Quella che affligge gli sconti all’acquisto non è però l’unica mancanza del Paese. Ciò che serve, secondo il ceo, è anche una maggiore certezza normativa. “Come Stellantis siamo pronti a rispettare gli obiettivi al 2025 e non chiederemo una modifica”, dichiara l’a.d., riferendosi alla proposta di alcuni costruttori di rinviare le scadenze fissate dall’Unione europea per combattere la CO2 da veicoli.

“Il riscaldamento globale è una realtà ed è nostra responsabilità fare qualcosa per le future generazioni. Più che litigare sui regolamenti, è meglio metterci d’accordo”.

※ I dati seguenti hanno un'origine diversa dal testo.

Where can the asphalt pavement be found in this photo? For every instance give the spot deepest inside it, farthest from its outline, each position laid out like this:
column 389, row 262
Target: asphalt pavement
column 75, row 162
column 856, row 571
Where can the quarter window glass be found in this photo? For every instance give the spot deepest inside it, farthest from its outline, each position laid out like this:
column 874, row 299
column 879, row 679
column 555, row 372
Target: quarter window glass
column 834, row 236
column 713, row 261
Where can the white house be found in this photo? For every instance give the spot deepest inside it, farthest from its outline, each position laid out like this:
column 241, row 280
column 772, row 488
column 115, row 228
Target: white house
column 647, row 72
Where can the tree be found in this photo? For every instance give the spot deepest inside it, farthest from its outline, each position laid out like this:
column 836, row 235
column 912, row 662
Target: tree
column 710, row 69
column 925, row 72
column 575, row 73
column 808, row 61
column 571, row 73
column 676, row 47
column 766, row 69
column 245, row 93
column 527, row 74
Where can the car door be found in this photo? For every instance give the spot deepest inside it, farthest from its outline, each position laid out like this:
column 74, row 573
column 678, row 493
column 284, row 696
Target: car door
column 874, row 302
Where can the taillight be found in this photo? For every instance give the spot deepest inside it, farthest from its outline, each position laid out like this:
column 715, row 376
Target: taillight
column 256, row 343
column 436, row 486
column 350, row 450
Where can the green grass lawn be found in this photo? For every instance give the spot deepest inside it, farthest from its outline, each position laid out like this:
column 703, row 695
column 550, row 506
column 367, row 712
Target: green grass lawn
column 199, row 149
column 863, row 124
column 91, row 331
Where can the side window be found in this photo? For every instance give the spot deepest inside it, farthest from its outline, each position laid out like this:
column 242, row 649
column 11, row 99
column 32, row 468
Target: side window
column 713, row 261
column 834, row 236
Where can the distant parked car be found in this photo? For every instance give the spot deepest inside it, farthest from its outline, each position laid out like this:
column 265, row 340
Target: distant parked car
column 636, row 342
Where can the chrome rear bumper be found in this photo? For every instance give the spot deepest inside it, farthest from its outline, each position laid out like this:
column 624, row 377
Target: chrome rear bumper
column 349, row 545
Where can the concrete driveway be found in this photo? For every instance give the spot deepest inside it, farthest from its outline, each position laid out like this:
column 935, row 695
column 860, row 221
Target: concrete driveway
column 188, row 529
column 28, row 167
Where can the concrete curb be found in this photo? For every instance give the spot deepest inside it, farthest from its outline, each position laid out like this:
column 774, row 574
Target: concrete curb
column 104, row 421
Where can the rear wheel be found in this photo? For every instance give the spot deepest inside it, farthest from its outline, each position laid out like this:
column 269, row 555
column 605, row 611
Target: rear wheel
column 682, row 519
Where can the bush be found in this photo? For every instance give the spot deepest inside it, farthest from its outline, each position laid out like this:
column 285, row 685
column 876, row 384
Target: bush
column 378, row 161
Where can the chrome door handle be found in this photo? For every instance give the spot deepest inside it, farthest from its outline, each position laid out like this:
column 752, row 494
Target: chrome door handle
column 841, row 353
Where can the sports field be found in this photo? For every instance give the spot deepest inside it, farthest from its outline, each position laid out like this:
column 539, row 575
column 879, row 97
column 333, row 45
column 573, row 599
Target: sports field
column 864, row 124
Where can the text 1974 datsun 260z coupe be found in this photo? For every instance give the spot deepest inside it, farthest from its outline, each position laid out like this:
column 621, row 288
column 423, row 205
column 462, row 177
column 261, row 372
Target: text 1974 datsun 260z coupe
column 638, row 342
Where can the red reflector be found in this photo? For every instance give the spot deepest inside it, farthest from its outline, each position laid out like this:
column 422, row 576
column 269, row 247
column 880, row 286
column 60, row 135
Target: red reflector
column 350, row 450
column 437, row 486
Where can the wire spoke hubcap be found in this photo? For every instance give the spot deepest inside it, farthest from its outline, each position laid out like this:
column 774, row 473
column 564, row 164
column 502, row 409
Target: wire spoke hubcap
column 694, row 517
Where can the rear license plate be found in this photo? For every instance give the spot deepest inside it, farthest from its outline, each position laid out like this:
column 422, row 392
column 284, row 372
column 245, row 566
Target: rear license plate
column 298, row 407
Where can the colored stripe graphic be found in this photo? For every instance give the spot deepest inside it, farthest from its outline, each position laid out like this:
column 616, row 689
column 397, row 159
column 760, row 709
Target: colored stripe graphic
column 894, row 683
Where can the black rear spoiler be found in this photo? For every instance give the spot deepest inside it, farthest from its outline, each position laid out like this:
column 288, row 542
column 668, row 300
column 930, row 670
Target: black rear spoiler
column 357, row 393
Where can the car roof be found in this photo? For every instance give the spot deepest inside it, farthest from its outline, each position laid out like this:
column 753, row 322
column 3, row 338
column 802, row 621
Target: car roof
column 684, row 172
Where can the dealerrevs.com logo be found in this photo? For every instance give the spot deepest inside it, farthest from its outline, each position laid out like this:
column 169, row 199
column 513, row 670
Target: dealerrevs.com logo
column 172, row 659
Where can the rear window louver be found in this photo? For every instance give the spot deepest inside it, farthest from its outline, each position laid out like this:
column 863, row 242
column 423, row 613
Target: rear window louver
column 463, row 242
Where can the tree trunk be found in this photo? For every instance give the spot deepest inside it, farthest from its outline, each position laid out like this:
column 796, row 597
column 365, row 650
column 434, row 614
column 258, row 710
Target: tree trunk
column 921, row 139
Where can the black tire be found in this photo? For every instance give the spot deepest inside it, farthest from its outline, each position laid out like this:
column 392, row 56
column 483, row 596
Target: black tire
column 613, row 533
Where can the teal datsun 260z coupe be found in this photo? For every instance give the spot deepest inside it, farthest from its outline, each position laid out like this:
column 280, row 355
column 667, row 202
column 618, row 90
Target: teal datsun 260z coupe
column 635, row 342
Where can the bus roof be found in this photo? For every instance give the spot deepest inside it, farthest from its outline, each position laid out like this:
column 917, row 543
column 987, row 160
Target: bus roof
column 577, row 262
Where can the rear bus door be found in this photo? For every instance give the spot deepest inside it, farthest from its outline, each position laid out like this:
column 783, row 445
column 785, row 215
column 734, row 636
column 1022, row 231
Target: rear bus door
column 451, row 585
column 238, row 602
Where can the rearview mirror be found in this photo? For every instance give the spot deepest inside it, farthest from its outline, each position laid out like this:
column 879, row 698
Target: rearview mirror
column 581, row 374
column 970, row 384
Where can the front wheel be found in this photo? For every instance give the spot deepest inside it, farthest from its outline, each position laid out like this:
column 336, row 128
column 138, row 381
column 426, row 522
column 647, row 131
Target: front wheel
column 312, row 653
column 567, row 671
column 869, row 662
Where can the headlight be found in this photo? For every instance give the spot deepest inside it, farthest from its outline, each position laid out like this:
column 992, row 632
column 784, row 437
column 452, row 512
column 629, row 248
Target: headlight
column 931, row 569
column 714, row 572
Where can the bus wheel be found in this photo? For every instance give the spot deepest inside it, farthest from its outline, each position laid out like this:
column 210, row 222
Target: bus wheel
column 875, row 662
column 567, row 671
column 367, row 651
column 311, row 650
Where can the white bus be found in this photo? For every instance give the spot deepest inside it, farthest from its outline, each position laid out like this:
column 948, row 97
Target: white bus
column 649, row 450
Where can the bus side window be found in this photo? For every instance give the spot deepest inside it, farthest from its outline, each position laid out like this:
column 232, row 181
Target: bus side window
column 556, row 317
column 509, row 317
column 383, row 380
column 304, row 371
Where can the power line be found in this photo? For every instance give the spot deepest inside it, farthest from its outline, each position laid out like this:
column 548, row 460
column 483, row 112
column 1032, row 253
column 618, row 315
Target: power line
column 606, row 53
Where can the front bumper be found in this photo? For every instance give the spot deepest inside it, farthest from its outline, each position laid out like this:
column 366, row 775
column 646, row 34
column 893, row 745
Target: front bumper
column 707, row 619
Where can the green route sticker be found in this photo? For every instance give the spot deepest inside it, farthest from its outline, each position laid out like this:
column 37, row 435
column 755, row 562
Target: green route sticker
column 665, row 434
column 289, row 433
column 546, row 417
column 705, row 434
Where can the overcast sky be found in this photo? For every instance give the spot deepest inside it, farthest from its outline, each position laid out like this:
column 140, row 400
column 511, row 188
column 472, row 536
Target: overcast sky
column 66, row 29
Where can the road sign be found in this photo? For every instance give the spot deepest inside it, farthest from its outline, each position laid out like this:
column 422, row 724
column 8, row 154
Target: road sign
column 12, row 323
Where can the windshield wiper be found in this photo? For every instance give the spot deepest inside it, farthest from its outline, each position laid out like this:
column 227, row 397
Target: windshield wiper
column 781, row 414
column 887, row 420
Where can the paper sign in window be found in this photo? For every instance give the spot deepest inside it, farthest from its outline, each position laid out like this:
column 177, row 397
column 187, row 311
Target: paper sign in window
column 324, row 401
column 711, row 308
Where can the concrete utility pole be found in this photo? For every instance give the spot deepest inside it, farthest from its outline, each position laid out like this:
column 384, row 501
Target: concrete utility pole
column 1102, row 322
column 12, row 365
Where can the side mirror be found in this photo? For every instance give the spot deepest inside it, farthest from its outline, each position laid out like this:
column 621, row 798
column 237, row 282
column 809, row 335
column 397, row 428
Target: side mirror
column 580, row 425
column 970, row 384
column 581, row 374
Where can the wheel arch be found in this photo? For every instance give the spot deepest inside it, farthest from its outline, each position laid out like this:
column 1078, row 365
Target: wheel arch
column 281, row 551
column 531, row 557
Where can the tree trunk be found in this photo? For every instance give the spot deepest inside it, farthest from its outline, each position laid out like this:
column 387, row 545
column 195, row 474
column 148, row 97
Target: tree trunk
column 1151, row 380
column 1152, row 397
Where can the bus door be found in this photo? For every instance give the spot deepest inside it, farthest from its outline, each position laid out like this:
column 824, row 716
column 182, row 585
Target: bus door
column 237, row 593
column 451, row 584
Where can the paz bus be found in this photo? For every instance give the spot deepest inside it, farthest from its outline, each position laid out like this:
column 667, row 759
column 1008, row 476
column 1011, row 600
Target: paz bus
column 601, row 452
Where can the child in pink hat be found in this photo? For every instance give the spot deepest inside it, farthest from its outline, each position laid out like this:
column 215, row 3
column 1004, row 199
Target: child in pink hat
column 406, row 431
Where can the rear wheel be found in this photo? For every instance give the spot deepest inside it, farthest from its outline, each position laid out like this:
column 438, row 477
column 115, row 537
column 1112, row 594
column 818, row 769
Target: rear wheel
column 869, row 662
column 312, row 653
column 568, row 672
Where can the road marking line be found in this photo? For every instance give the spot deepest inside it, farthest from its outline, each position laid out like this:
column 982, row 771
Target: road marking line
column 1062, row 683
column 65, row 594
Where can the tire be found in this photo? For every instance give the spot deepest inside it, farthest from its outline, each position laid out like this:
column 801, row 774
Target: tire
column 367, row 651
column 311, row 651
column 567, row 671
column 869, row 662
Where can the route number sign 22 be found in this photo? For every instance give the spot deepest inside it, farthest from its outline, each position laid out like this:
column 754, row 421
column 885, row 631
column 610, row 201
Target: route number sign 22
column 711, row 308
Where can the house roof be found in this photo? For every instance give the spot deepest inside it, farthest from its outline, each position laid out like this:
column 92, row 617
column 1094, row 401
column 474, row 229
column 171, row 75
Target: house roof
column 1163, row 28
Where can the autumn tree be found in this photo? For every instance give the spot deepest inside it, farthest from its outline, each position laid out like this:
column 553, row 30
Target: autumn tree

Carlos Tavares, ceo di Stellantis, di fronte al Parlamento

Anche perché “se il resto del mondo compra una tecnologia che noi non vogliamo nel nostro Paese, come potremo produrre ed esportare veicoli? Un’Italia che va in direzione diversa dagli altri Stati – aggiunge – sarà un problema”.

Consulenza fiscale

Consulenza del lavoro

Terreno fertile per la Cina

Nella serie di eventi si aggiungono poi due nodi: i costi dell’energia necessaria alla produzione, che “in Italia sono doppi rispetto alla Spagna”, e lo sbarco dei competitor cinesi: “Mentre noi proviamo ad assorbire il 40% dei costi in più dell’auto elettrica, i cinesi hanno un vantaggio competitivo e i loro BEV hanno prezzi inferiori del 30%. Tutto questo aggiunge pressione, che dobbiamo gestire insieme”.

Scontro con la politica

Ma maggioranza e opposizione fanno fronte comune contro il manager, pretendendo più chiarezza e maggiori impegni su delocalizzazione della produzione, cassa integrazione dei lavoratori, stop alla produzione della Fiat 500e e futuro di Comau e gigafactory a Termoli.

“Gli stabilimenti richiedono investimenti enormi, utili solo se c’è la domanda dei consumatori. Se non volete più elettrificare il mercato, non faremo la gigafactory. C’è molta concorrenza, perché molti Paesi vogliono la fabbrica, ma Termoli rimane il sito privilegiato”, conclude Tavares.